We recently held our annual Pumpkin Festival. Last year more than 80,000 people visited our pumpkin patch. We are still doing our accounting for the 2015 festival, so I don’t have final attendance numbers. We grow the pumpkins at Chino Prison, where we have access to 800-900 acres of land to grow animal feed and grain, as well as our pumpkins. We bring the pumpkins back to campus and have our event at the Agriscapes facility. Every pumpkin costs $5. We grow 100,000+ pumpkins and sell as many of them as we can. Each student club from the College of Agriculture hosts a booth with some type of an agricultural theme. An example would be the nutrition club, which makes pumpkin bread as a fundraiser.

School groups come through our pumpkin patch each year before and after the big festival weekend. We’ve had 6,000 students the week before the festival, and about the same number the week after. We have animals available to help educate the kids who come to Agriscapes, and have recently hired a coordinator for Agriscapes because activity is stepping up.

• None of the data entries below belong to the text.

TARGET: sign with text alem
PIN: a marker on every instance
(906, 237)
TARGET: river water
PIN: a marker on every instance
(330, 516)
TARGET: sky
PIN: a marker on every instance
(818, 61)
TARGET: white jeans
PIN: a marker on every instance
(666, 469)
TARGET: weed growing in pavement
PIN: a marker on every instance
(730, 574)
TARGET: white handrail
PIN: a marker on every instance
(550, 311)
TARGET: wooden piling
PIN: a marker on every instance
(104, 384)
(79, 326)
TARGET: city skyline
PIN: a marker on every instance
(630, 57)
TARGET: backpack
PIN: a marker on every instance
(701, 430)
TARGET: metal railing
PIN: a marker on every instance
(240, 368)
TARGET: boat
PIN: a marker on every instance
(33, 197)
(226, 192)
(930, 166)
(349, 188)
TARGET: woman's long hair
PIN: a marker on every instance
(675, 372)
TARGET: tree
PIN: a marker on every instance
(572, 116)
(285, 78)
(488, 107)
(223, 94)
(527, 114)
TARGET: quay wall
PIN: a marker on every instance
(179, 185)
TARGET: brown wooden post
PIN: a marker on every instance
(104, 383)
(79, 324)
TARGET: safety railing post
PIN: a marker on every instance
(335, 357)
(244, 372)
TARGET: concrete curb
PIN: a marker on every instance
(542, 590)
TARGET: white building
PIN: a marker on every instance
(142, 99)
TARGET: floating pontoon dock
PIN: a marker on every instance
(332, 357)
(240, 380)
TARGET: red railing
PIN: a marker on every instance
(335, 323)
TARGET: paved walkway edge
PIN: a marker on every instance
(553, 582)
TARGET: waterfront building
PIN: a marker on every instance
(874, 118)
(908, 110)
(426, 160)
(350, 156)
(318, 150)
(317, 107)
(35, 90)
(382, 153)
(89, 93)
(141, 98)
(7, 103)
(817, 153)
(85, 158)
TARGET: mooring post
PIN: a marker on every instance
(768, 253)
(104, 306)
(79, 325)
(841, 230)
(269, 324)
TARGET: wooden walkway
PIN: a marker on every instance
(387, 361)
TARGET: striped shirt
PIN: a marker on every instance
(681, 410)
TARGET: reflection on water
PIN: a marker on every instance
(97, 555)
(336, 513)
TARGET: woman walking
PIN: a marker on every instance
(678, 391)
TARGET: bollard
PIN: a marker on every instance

We’re very excited, because we’re going to be partnering with UCCE  to start a 4-H club at Cal Poly. We’re excited, because our agriculture students are interested in becoming the 4-H leaders. This is a great partnership between UC and Cal Poly.

Q: You’re an agriculture educator, researcher and you’re also a producer. What kinds of national policies do you think we need in regards to agriculture education?

Mellano: From a student point of view, I’d say we need to offer incentives for students to go into agriculture careers. Counting agricultural work as public service is probably an excellent idea. I have kids who are looking at methods of paying their student loans back and agriculture should definitely be in there. Industry has been receptive to helping.

We also need to create more opportunities for students to get out and see things. Some of my students have never been out of Southern California and may never leave the area. They need to get out and see what the rest of the world is doing. More international agriculture programs for students would be great. The students from our program who have participated in international internships have gotten so much out of them. Cost is a big factor for our students. To work, visit or spend a summer in a foreign country is probably out of reach for many of them. Exchanges with other campuses even in the state and around the nation would be terrific just to broaden the students’ perspectives.

All these things are possible, but they don’t always happen. We need to make those things realistic for students who are on tight budgets. We also need to provide more opportunities for people who aren’t traditional students to learn and receive agricultural education, whether through certificate programs or community-based programs and meetings. Perhaps that’s simply more funding for the structure that’s currently in place: extension and colleges/universities.

Q: It’s been a tough time for higher education in general. What are the biggest challenges you see?

Mellano: One of the biggest things I see is that most colleges of agriculture are not well understood or regarded by their own administration. They have to beg for their own existence … and advocate for support from the ag industry.

As with other universities, we face our share of needing to compete for resources with other colleges and departments at Cal Poly. However, we have a new president who is very much behind us, and our new dean, Mary Holz-Clause is also wonderful. She’s a real fighter with a strong agricultural background who is helping us to raise our visibility.

I think, in general, agriculture has a tendency to hide and not raise any issues. Agriculture is too important to the country and the world to be invisible. Agriculture as a discipline has perhaps been a bit slower to forge more interdisciplinary bonds with other academic fields, although that is changing.

I’d also say education about agriculture for K-12 is absolutely vital. We should probably reframe “STEM” to “STEAM” training: science, technology, engineering, agriculture and mathematics. Our students have wonderful ideas about how this could be done.